Beyond Neptune we find a different kind of objects. Out near Pluto are thousands of objects composed of rock and ice. Their composition is similar to that of comets. And it is no surprise. That is where many of the short period comets (say 50-200 year orbits) originate from. These objects form a third type of object, beyond the terrestrial planets and the gas-giant planets and form what is called the Kuiper Belt, a large collection of objects that also orbit the Sun in roughly the same plane as all the planets. These are some of the objects of Raj’s research in previous seasons, “Trans-Neptunian Objects”.
I think having the public ruckus over Pluto was good for science. After all, we showed our benefactors that our ideas are not written in stone. We demonstrated a hallmark of science, that when a better idea comes along we are willing to change our definitions and theories.
What really amuses me though is that this happened with astronomers, who otherwise cling onto old nomenclature more than any other field I know:
Let’s start with “planetary nebulae”. A nebula is the word that astronomers give to any cloud-like object that astronomers find. So far so good. Astronomers long ago found some of them around of stars. At the time, astronomers thought that this was the gas and debris that lay in a planetary disk, hence the name. Astronomers now know, that these nebula are actually formed by stars in their death throes. Gas is thrown off as the star ends its life. It has nothing to do with forming planets. As long as astronomers are keen to fix up the definition of planet, why not fix up “planetary nebula” to something else as well?
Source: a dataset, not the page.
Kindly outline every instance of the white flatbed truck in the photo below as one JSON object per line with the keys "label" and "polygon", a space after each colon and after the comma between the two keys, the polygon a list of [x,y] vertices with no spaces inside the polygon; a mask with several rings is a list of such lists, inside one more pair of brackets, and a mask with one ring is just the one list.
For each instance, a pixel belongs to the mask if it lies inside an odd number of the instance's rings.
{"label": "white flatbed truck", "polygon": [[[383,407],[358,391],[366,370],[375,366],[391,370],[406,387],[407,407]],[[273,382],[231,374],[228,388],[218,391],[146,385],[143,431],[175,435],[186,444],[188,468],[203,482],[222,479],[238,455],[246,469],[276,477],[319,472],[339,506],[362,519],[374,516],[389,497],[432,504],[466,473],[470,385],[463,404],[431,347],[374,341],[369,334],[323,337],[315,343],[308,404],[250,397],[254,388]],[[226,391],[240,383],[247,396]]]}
Another pain left over from 2000-year old astronomy is the classification of the intensity of the stars in our sky, called apparent magnitude. Now you might think that a larger magnitude is brighter, but you’d be wrong. That’s backwards. Fine, we can live with a minus sign. The dimmest star you can see with your naked eye is 6. The star Vega was chosen as the calibration point, 0. Well actually Vega is magnitude -0.03. But why change the scale? Ever? Once per 2000 years? No. Was Vega chosen because it was the brightest star in the sky? That would be sensible. Well close. It is fifth brightest. It was the first star to be photographed, however, and that set the scale forever after.
To make matters worse, take a look at magnitude quantitatively. Out here in California, we are used to talking about Richter scale for magnitudes of earthquakes. And it is pretty simple. A “magnitude 6” earthquake is about 10 times the shaking as a magnitude 5 quake. A quake with magnitude 7 is 100 times more shaking than 5. That’s a good way to measure when the distributions vary so widely. It is called a logarithmic scale, or ratio scale. So is a magnitude=5 star 10 times as dim as a magnitude=4? No. What is it then? A factor of 2.5119. Why? Because that’s the fifth root of 100. Ask a silly question, you’ll get a silly answer. This scale is left to us from the Ancient Greeks. There’s nothing wrong with it, but it does make teaching it to non-science majors needlessly difficult.
Stars can classified by their surface temperature. From hottest to coolest they are tagged with letters. By now, you are not expecting A,B,C,D,…. Right. It is O,B,A,F,G,K,M. It is a relic of a previous attempt to classify stars based on the strength of the absorption of light by hydrogen. It is easy to remember though: “Oh, Be a Fine Girl (Guy), Kiss Me!”.
At least the reclassification of Pluto is progress. Astronomy will be around at least another 2000 years to slowly fix the others. From now on we only need concern ourselves with “My Very Elegant Mother Just Served Us Nachos”.